Precision Settings¶
NequIP supports various precision settings that can affect both training speed and numerics.
Reduced precision settings like bf16-mixed and TensorFloat-32 (TF32) described below apply to float32 models (they do not affect float64 models).
Performance improvements will be most significant for architectures with large matrix multiplications, such as Allegro models.
Warning
Be cautious when using reduced precision during training and inference. While performance gains can be substantial, reduced precision can be detrimental for certain atomistic modeling tasks such as structure relaxations or static point calculations.
Lightning Precision Settings for Training¶
PyTorch Lightning provides built-in support for various precision modes during training through the precision trainer argument, e.g.:
trainer:
precision: bf16-mixed
For available options and details, see the Lightning precision documentation.
Warning
Lightning precision settings and TF32 (described below) are mutually exclusive at train time. Use one or the other, not both.

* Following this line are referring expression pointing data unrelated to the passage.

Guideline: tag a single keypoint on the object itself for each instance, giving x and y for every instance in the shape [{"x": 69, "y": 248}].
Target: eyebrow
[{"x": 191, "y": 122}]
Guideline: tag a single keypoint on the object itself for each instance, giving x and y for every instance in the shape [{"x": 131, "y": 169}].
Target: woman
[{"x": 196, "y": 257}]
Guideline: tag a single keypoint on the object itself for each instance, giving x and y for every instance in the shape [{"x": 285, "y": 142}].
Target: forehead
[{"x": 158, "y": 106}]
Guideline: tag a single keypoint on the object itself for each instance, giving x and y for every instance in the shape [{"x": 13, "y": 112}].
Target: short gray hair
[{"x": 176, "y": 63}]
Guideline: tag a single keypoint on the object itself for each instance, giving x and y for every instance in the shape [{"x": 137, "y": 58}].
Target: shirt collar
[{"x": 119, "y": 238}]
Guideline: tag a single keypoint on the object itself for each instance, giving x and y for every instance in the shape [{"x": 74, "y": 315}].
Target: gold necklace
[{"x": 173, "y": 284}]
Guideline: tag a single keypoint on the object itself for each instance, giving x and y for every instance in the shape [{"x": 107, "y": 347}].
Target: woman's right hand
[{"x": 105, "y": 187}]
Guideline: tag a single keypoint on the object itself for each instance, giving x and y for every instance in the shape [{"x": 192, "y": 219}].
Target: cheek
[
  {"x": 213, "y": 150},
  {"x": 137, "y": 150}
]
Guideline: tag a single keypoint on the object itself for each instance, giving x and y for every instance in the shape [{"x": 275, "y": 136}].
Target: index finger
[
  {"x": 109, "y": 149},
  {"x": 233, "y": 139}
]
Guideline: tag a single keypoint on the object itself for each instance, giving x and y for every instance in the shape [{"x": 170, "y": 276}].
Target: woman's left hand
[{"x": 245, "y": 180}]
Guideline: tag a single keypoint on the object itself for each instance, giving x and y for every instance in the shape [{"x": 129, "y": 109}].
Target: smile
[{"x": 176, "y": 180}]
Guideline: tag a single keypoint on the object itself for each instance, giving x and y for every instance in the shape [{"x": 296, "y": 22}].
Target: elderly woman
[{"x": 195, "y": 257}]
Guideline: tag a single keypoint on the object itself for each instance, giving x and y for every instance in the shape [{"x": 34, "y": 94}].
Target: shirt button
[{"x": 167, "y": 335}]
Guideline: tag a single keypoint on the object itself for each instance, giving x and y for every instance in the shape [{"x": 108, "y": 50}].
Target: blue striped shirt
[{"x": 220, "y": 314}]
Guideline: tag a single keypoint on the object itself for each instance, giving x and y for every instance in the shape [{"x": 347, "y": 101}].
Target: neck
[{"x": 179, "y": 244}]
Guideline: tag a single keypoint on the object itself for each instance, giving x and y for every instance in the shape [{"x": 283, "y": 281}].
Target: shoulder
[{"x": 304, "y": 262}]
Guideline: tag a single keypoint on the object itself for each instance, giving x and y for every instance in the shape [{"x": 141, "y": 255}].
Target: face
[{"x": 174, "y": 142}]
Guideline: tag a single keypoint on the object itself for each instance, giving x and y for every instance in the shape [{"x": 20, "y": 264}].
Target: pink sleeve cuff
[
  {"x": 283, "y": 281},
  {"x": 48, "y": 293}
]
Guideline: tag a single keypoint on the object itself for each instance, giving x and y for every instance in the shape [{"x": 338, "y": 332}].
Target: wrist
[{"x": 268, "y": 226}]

When using reduced precision modes like bf16-mixed with train-time compilation, be aware that numerical differences between eager and compiled models may exceed default tolerances due to precision errors. If you encounter compilation check errors during training, you can adjust the floating point tolerance by setting the NEQUIP_FLOAT32_MODEL_TOL environment variable (default: 5e-5):
export NEQUIP_FLOAT32_MODEL_TOL=1
Other available tolerance environment variables include NEQUIP_FLOAT64_MODEL_TOL (default: 1e-12) for float64 models and NEQUIP_TF32_MODEL_TOL (default: 2e-3) for models using TF32.
TensorFloat-32 (TF32)¶
If tensor cores are available (NVIDIA GPUs since Ampere architecture), TensorFloat-32 (TF32) can improve the speed of matrix multiplication operations in exchange for reduced numerical precision. This operates at the PyTorch backend level, independent of Lightning’s precision settings.

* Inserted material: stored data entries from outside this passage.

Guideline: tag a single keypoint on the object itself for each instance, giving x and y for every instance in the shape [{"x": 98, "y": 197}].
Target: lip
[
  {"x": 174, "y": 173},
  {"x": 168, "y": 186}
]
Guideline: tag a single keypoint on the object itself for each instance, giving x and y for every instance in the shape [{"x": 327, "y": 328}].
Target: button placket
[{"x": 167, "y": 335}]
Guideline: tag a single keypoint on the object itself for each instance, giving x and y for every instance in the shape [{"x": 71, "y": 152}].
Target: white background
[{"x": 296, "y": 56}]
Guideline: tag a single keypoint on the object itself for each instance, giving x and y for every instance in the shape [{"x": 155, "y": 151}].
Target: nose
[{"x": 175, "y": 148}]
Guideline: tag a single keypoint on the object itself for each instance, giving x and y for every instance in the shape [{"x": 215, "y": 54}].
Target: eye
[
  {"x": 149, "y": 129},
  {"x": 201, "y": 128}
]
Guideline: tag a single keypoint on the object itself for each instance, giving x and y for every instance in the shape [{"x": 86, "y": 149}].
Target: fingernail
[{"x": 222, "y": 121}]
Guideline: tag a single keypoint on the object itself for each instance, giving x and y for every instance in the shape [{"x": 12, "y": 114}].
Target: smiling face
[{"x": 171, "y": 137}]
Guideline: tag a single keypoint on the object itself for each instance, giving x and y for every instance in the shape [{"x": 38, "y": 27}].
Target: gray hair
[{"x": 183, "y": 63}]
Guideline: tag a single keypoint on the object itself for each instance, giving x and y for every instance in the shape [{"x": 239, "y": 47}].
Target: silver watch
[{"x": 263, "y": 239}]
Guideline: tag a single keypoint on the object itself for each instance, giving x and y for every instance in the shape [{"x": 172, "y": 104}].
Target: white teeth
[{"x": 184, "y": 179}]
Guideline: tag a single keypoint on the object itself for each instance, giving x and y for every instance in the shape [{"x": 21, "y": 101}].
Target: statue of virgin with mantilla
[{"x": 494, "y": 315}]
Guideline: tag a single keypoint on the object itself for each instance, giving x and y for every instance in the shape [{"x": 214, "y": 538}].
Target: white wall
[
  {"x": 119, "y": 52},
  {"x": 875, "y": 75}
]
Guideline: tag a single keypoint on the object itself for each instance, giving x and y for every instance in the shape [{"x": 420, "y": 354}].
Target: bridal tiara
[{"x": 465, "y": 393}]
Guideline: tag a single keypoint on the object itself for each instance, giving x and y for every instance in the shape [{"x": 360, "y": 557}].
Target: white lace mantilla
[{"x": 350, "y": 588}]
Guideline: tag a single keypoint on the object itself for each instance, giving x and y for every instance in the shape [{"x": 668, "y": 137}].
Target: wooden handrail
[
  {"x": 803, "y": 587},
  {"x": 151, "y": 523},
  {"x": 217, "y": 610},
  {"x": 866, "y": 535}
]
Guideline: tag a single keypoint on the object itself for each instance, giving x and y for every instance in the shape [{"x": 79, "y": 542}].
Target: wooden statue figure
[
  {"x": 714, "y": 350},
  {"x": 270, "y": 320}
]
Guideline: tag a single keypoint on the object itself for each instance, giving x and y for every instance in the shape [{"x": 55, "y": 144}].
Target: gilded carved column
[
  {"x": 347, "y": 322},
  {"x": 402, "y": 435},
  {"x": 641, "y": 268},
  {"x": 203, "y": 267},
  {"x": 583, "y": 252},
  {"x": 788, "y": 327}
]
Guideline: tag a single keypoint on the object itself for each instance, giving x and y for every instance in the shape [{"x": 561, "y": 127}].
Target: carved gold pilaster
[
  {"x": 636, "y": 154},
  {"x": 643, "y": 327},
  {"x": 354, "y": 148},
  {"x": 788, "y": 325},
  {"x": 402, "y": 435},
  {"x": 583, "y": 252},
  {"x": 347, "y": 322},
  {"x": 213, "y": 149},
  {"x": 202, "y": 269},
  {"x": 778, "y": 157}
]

Refer to the PyTorch TF32 documentation for technical details.
Training with TF32¶
During training, TF32 can be configured using the TF32Scheduler callback. You can either enable it for all training or use dynamic scheduling:
# Static TF32 setting
callbacks:
- _target_: nequip.train.callbacks.TF32Scheduler
schedule:
0: true # Enable TF32 for all training
# Dynamic TF32 scheduling for fast early training + precise convergence
callbacks:
- _target_: nequip.train.callbacks.TF32Scheduler
schedule:
0: true # Enable TF32 for faster early training
100: false # Disable TF32 at epoch 100 for precise convergence
Note
TF32 settings only affect float32 computations (i.e., when model_dtype: float32). For float64 models, TF32 settings are ignored.
TF32 at Inference¶
Whether TF32 is used during inference is determined by compilation time flags. When calling nequip-compile, you can specify --tf32 or --no-tf32:
# Enable TF32 for inference
nequip-compile model.ckpt compiled_model.pt --tf32 ...
# Disable TF32 for inference (default)
nequip-compile model.ckpt compiled_model.pt --no-tf32 ...
The default behavior is to compile without TF32, regardless of training settings.